Obok wspomnianego Stanisława – dzięki procesowi, który został wytoczony przez Macieja Czarnego z Piasków (pod Poznaniem) – znamy jeszcze dwóch sołtysów z XV wieku.
Był to Mikołaj zwany Sarbyn oraz jego syn Andrzej, pozwany w 1464 r. o 10 grzywien szerokich groszy praskich.
Podobnie jak w innych wsiach, tak i w Mechowie sołtys był najzamożniejszym mieszkańcem posiadającym najpierw dwa, potem półtora, a następnie tylko jeden łan ziemi i płacił od niego podatek tak jak inni kmiecie.

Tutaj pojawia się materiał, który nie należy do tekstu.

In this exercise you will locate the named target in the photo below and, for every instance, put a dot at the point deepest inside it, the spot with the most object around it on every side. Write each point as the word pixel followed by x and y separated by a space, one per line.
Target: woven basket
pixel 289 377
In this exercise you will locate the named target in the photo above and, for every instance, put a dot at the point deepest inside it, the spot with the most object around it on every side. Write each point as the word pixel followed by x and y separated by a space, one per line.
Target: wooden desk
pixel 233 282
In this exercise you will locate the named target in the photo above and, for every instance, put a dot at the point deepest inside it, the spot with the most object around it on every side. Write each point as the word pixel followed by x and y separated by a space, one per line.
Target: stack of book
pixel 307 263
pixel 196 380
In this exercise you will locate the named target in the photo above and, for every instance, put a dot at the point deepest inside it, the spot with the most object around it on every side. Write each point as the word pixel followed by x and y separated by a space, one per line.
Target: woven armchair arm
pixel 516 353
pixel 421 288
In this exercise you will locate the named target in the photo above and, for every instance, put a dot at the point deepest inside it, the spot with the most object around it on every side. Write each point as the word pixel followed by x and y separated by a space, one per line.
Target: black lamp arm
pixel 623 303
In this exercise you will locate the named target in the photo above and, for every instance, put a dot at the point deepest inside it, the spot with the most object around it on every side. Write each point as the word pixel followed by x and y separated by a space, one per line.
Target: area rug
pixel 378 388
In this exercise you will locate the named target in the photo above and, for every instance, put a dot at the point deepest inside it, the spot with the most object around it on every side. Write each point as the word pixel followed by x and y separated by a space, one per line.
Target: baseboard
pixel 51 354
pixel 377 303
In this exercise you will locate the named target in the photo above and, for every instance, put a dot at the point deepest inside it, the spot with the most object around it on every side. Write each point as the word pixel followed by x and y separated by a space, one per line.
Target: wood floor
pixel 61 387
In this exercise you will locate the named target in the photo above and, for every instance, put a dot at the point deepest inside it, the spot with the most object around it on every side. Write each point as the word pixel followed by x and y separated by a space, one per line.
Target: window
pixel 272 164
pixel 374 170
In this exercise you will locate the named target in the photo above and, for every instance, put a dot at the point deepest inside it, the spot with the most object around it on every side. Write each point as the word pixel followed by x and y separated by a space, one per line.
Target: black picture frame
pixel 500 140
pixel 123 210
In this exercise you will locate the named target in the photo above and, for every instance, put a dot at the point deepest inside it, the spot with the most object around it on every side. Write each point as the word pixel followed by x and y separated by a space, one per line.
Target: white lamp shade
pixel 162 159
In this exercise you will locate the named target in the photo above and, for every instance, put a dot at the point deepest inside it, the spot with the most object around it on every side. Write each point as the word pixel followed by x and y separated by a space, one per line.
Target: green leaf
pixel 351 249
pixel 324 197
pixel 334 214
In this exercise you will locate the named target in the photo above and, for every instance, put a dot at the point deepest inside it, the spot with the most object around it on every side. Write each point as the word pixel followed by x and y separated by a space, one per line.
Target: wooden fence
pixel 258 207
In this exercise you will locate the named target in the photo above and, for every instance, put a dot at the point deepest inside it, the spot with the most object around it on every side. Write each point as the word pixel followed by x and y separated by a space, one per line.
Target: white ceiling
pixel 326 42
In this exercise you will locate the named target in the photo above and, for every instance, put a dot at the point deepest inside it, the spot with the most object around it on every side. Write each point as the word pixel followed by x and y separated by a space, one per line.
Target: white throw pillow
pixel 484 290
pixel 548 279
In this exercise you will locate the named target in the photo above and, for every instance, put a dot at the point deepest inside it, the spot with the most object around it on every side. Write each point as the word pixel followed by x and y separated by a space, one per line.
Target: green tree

W celu podniesienia dochodów, prawdopodobnie w końcu XV wieku w Mechowie został założony folwark. Po raz pierwszy jest on wzmiankowany w dokumencie z 1500 r. i posiadał obszar 3 półłanków. Jego uprawą zajmowali się poddani z Mechowa.Do folwarku należały zabudowania w postaci stodół, spichlerzy i być może stajni, chlewów i obór. We wsi znajdował się również dwór, w którym mieszkali kolejni
dzierżawcy lub zarządcy dóbr, aczkolwiek nie wszyscy. Na przykład, w 1500 r. dwór był opustoszały czyli nikt tam nie mieszkał….
We wsi, od strony Wierzenicy, znajdował się staw rybny wspomniany w 1418 r. w dokumencie opisującym nowe kopce graniczne między Mechowem a Wierzenicą.
Staw musiał mieć znaczne rozmiary, bowiem nie należał w całości do kapituły, a tylko do miejsca zwanego Kobylińskim Zapustem.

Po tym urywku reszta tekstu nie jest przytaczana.